We have been asking economists, investors and other experts if the outlooks for the global and regional recoveries have changed lately. The consensus, and it is surprisingly strong, seems to be that things have changed and probably for the better, but the level of uncertainty is very high. This ambivalence seems to be reflected in the financial press, in statements from policy-makers as well as in the wider commentary circles in general and, not least, on financial markets. It is difficult to discern a trend since markets are moving in different directions from month to month. The VIX index, which measures volatility on the market, fell steadily from around 25 in early February to 16 in mid-April, only to bounce back to 35 in early July before dropping to 22 in early August and, finally, to climb back to 26 by the end of the month.
There are a lot of questions out there and few clear answers.
Investors and policymakers alike may be excused for being puzzled, as economists and pundits have fundamentally opposing ideas on what needs to be done in economic policy terms.
Some, mostly American experts, argue for more stimuli (ie. more cheap money), whereas others, mostly but not only Europeans, call for austerity. These are the exact opposite recommendations.

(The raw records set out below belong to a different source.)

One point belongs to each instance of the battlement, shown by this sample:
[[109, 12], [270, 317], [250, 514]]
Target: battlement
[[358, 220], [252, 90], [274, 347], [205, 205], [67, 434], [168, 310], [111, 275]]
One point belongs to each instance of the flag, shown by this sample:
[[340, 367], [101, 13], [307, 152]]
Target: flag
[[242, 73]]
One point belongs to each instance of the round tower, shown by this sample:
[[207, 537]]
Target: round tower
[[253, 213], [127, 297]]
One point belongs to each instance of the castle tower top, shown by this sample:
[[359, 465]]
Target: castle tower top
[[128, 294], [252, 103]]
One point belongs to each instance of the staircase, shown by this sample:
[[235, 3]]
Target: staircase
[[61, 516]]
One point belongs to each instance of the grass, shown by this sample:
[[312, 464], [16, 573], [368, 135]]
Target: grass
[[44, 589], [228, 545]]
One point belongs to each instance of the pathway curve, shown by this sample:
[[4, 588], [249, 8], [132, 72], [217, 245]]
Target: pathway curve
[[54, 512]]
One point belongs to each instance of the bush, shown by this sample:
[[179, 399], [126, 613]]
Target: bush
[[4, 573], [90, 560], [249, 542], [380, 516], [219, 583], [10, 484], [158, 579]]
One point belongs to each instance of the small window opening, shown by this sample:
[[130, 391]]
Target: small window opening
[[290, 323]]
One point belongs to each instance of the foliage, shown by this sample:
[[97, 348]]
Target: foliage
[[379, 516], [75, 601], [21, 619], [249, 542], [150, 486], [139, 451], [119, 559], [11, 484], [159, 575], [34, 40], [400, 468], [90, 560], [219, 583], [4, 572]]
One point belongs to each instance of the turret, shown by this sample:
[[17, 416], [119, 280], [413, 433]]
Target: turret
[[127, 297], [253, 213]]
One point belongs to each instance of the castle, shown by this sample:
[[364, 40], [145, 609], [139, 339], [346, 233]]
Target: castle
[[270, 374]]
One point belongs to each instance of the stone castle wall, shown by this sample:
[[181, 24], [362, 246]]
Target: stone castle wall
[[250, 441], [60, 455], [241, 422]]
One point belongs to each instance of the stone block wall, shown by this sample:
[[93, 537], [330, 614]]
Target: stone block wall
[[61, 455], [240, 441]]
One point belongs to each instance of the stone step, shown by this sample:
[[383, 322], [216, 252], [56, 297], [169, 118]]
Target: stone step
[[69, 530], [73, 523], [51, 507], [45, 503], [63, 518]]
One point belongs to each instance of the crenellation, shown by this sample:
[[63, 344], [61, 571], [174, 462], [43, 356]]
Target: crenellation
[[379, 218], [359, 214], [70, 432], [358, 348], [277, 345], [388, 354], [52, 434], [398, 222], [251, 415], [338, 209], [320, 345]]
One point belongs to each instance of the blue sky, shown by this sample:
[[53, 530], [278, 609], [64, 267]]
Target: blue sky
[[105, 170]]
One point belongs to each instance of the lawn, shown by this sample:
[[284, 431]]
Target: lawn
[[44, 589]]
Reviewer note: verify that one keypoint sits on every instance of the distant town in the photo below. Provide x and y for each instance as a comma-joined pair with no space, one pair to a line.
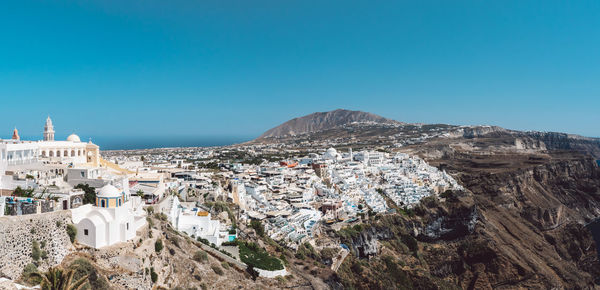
212,194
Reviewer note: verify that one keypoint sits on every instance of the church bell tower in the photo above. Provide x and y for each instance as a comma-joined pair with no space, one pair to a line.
48,130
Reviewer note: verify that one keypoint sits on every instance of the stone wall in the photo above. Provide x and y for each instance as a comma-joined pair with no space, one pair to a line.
17,234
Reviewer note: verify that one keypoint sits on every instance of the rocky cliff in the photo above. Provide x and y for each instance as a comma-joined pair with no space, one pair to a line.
520,223
17,234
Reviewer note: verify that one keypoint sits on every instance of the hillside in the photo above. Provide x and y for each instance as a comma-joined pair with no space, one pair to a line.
320,121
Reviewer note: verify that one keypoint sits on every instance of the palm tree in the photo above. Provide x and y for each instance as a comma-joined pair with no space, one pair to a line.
59,279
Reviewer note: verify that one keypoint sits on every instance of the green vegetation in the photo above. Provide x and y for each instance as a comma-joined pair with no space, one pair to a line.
348,233
158,246
72,232
82,267
89,196
306,250
59,279
23,192
139,193
229,243
258,227
218,270
150,210
253,255
29,274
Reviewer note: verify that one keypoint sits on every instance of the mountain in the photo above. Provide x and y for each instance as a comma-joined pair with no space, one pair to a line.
320,121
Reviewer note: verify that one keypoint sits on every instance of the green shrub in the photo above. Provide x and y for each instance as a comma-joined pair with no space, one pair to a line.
28,274
174,239
158,246
253,255
72,232
82,267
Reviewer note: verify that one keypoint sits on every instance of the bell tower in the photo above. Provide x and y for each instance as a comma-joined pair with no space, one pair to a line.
48,130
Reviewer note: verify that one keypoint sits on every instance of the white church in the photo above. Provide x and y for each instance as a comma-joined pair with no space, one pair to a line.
17,154
114,218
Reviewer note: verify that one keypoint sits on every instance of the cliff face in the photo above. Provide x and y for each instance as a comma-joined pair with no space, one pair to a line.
17,234
519,224
533,221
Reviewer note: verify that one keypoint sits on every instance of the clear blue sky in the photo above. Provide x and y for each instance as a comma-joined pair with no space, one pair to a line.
238,68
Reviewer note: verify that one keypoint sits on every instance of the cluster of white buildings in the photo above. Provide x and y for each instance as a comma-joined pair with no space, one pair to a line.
49,169
293,198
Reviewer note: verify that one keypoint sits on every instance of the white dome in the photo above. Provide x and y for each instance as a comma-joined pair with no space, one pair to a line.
109,191
331,153
73,138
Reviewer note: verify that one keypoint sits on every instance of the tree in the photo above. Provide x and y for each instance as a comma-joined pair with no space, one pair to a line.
90,193
59,279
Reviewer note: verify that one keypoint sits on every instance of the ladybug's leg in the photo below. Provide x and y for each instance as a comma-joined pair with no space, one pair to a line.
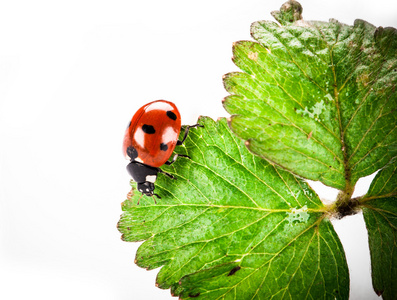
186,133
165,173
174,159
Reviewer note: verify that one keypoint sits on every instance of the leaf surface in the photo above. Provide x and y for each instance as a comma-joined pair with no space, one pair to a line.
380,214
233,224
317,98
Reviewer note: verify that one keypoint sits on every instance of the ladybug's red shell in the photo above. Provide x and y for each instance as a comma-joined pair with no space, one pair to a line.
153,133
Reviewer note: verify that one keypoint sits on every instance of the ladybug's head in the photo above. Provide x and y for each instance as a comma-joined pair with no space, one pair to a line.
144,176
146,188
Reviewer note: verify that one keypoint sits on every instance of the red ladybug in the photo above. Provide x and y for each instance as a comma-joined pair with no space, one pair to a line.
149,141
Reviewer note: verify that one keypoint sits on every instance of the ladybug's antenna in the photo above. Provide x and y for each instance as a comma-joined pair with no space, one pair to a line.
154,198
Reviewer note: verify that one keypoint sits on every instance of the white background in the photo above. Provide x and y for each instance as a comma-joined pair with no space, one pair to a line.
72,73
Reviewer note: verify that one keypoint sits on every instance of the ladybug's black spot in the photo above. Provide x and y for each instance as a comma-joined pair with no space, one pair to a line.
163,147
149,129
171,115
234,270
132,153
194,295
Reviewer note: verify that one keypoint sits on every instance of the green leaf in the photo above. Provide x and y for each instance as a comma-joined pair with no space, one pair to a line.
233,224
317,98
380,214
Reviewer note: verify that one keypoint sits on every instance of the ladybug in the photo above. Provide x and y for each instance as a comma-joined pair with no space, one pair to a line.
149,141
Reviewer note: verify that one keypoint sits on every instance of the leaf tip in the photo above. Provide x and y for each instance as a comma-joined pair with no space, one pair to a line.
290,12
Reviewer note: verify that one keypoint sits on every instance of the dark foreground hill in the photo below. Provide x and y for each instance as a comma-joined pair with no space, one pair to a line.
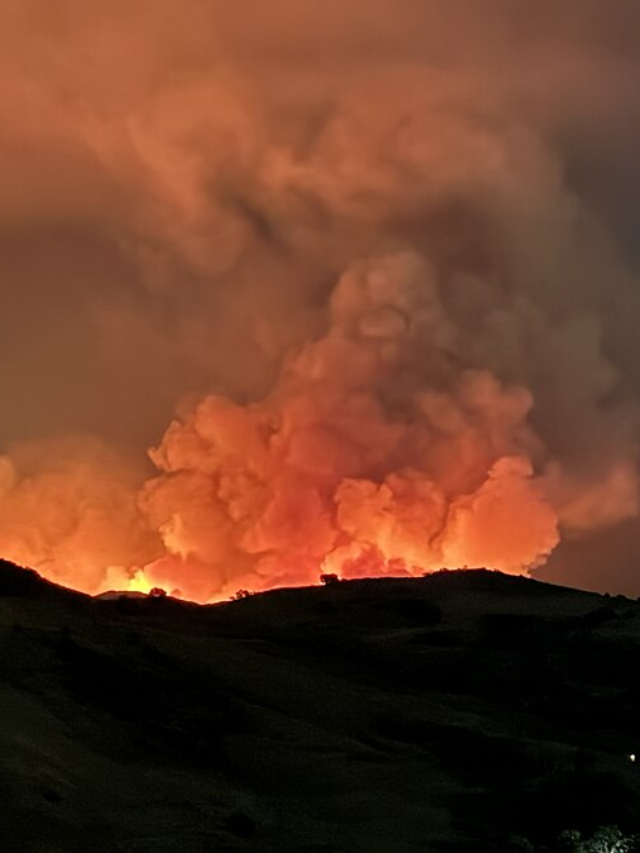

It is thus tempting, but maybe premature, to draw the conclusion that we have seen the end of coordinated global policymaking and that countries and regions will act more in their own interests from now on. The problem with that view is that the global recovery still depends a lot on external demand in general and emerging markets in particular. That brings us to China. Market participants have pointed out that for the first time, news coming out of China seems to be playing a larger role for the market than news from the US. This is not decoupling the discredited notion that emerging economies are no longer dependent on mature economies, but rather a sign that the global economy is indeed interdependent and that emerging and developed economies alike play a role of the global economy. The Chinese do not seem too concerned about the state of their domestic economy, but more so about the role they are expected to play as the second largest economy in the world. They are trying to downplay this new-found economic status. This is certainly an interesting discussion and something we most likely will return to in the near future, as China is playing an increasingly important role for a number of countries in emerging Europe.
In the European time zone, there is a growing conviction that although most short-term indicators have improved, most of the structural issues remain or have even deteriorated lately, including debt in Western Europe, fiscal consolidation in most parts of Europe, and the need for structural reforms in emerging Europe. We do, however, still believe that there is enough political will to continue with fiscal tightening in emerging Europe, even though there has been some political noise lately in places like Hungary, Romania and Serbia. The underlying recovery, which we are seeing across the region, rests primarily on external demand, but the pick-up in industrial production is very strong and supported by statistics as well as anecdotal evidence.
Overall, the focus for investors on a global basis seems to have shifted from Europe towards the US and China, and this may very well be an important factor behind the change in sentiment lately. Investors are also likely affected by the recent regulatory changes, such as the Basel III proposals (positive for banks) and the Solvency II regulations (negative for non-OECD equities).
The uncertainty in the external environment may linger, but we believe it is as important as ever for long-term investors to stay focused on fundamentals rather than sentiment.